I could never understand why so many Catholics seemed eager to do just that. Why not be reasonable, as my family was? Like most country folk, we leaned toward the old ways, but we did as the law commanded and filled an Anglican pew every Sunday. Even Samuel, the only devout one among us, agreed it did not matter if you sat through the Anglican service as long as you were loyal to the true faith in your heart.

“Only a fool would think arguments about the sacraments were worth risking beggary or imprisonment or the death those priests were dealt,” I said.

“Still have nightmares about those Jesuits choking down their silent screams.” Clemmy shuddered. “Guess you’ll think me weak for hating bloodletting, you being raised around your father’s trade.”

“I didn’t like bloodletting between dogs and bulls,” I said, made smaller by his admission and my part in extracting it. “My older brother, John, never minded, but Samuel…” Clemmy’s talk of Jesuits made me think of Samuel’s medal and what the angry crowd at Tyburn might do to the boy who had sewn it there. “My brother Samuel has a tender heart,” I said, finishing my sentence.

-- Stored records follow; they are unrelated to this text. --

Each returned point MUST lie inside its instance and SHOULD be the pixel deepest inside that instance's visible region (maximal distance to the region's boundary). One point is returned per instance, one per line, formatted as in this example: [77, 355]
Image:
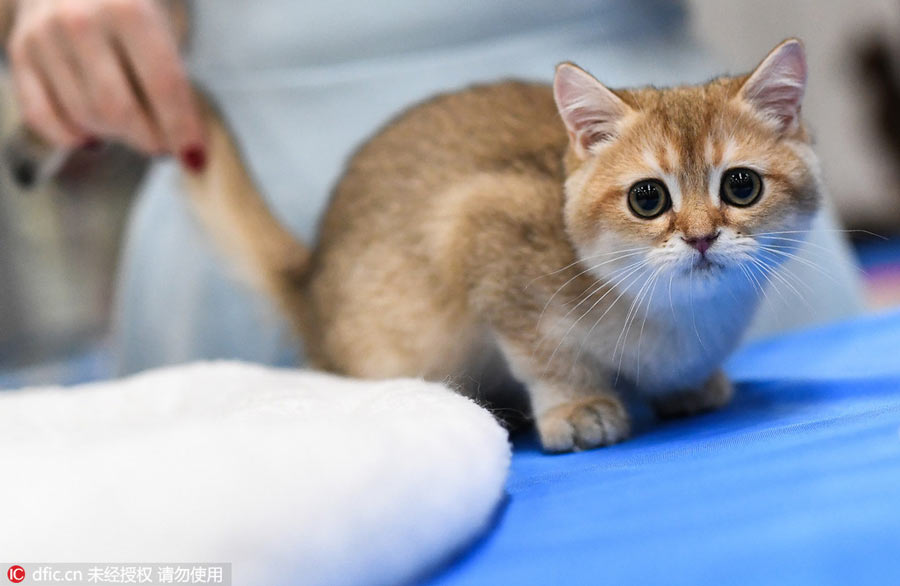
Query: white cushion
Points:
[294, 477]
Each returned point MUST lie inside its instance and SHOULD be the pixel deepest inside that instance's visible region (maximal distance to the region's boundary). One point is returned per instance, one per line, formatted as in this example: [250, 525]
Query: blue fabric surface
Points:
[796, 482]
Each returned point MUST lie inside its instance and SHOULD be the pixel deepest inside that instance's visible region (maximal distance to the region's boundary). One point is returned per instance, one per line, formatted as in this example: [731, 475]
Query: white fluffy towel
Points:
[294, 477]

“Guess we think alike, Jeffrey Hudson.”

I slipped under the covers, surprised that the bed Clemmy and I slept in no longer seemed strange. I had become accustomed to the bed and the man who shared it just in time to leave them.

*   *   *

Six years ago, John had boosted Samuel and me into a tree to watch the noble household of Burley-on-the-Hill stream out of the manor’s gates. Heralds and gentlemen at arms forged the way, a small army to guard the riches highwaymen would covet. Great lords rode glossy horses beneath fluttering pennons. Coaches carrying the noble ladies rumbled past, running footmen striding ahead of them. In the rear, two-wheeled carts labored beneath all the goods needed to set up household in grand estate. Servants were stuffed among the furniture in much the same way, choking on the dust raised by their betters.